Twitter is becoming an extremely popular means of communicating online, but a constant problem people have when sending a "tweet" (a message) are URLs - URLs take up too much of that precious 140 characters you're allowed per message.

So to make the most of those 140 characters, people use a URL shortening service so their URLs look something like this:-

current Twitter

There are two problems with this:-
  • I have no idea where that link is going to. It could be going to a malware site for all I know. Sure, if I trust the person who sent the message, I won't worry. But what if I'm using Twitter's search facility, and come across a tweet that's from a stranger, it would be prudent of me to distrust this link.
  • No matter how short these URLs are, they STILL use up precious characters.

The Solution!

The solution is very simple, and I would be incredibly surprised if Twitter's developers haven't already mulled over this one, but anyway, I'd like to be Captain Obvious for a day : use anchor text, just like the example below:-New Twitter

You can see the link is embedded within the message itself. The link is using some words as anchor text. The benefits of this are apparent: the link isn't taking up any characters, and if you roll over the link, you will see the actual location of where that link will take you since it doesn't need to be shortened, so you can decide whether the link is trustworthy more accurately (by seeing the actual URL).

Using rel="nofollow" (as Twitter is already using) will prevent SEO abuse (since the links won't count toward search engine rankings).

I suspect Twitter may have a hard database field limit of 140 characters on each message, which would make the above solution impossible, since the HTML not visible in the message still contributes to the number of characters.
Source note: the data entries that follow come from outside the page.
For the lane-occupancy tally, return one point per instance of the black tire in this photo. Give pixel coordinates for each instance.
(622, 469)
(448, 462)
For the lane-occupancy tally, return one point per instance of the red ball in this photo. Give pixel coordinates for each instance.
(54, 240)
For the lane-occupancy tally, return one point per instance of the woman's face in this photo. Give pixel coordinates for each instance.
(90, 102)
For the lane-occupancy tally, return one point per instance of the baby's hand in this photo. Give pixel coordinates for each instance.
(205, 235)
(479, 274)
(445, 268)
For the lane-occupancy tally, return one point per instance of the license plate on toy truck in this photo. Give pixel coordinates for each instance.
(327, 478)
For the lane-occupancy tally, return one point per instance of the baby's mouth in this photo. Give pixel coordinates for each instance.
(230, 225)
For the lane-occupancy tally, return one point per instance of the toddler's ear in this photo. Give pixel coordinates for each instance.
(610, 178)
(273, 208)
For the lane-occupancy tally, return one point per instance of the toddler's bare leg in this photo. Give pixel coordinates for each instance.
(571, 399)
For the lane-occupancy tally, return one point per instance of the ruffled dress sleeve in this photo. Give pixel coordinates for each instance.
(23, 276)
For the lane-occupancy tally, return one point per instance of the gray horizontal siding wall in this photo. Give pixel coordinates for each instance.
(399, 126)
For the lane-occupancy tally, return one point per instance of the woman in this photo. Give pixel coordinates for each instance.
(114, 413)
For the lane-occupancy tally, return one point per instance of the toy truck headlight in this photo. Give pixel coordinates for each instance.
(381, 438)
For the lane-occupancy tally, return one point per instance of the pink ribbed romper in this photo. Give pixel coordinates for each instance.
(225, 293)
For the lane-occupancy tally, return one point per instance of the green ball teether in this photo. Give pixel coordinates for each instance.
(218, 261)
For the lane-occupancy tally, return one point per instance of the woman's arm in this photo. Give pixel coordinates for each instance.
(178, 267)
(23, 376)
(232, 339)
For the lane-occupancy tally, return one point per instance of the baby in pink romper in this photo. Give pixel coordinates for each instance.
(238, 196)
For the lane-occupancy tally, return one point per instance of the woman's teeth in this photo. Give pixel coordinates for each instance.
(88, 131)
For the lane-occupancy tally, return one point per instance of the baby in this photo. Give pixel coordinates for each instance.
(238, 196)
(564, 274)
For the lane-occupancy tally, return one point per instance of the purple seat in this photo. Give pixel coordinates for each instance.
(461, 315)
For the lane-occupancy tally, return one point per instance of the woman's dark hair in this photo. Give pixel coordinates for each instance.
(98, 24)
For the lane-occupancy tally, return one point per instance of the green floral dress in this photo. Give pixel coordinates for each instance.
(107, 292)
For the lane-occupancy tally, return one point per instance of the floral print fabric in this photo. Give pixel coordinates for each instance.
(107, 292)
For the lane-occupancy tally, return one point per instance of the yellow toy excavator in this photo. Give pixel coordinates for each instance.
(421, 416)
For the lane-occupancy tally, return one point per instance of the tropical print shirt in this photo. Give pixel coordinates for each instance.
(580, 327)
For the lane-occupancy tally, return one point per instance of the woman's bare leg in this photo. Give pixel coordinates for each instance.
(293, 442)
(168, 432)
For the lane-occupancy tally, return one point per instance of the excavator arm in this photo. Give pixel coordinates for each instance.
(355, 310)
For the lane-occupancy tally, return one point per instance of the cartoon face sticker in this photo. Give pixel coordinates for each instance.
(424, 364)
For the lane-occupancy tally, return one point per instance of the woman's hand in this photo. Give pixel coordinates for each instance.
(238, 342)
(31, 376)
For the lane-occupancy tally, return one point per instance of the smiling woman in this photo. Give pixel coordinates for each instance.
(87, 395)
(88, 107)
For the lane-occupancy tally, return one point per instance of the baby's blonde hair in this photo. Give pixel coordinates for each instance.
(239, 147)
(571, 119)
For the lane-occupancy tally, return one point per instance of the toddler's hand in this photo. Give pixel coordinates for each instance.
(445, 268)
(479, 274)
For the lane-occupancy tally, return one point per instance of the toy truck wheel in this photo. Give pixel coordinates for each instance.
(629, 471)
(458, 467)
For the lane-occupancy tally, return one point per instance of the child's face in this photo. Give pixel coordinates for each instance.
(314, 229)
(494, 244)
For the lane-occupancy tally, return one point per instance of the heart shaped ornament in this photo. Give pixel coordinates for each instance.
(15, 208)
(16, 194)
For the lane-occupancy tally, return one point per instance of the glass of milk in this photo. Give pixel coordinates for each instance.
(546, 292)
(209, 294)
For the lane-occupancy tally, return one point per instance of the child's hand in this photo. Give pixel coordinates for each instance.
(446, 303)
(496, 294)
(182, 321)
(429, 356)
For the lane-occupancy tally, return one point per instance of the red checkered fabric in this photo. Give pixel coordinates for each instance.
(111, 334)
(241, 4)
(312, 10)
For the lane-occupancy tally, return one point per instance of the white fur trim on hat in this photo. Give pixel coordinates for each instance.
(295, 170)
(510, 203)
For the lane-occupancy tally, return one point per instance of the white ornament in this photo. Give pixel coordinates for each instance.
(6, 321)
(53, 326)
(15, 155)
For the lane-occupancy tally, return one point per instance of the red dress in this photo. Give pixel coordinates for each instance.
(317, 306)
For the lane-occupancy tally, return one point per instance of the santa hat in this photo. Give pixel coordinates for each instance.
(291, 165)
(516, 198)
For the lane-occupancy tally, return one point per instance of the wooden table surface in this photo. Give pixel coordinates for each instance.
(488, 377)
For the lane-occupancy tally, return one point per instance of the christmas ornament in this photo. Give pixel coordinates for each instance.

But it would be easy to resolve this by increasing capacity per message in the database, while maintaining the visible 140 character limit per message in Twitter (which is what Twitter users take as the actual limit anyway). You could also limit to one URL per tweet, and even a reasonable character limit for that single URL per tweet.

With businesses using Twitter more and more, it's essential you can send people to your site via a tweet giving full disclosure of the link, and even describing the link (in anchor text). Click through rates will drastically improve from Twitter if the above solution is used (IMHO!), making Twitter a much better place to do business than it is currently.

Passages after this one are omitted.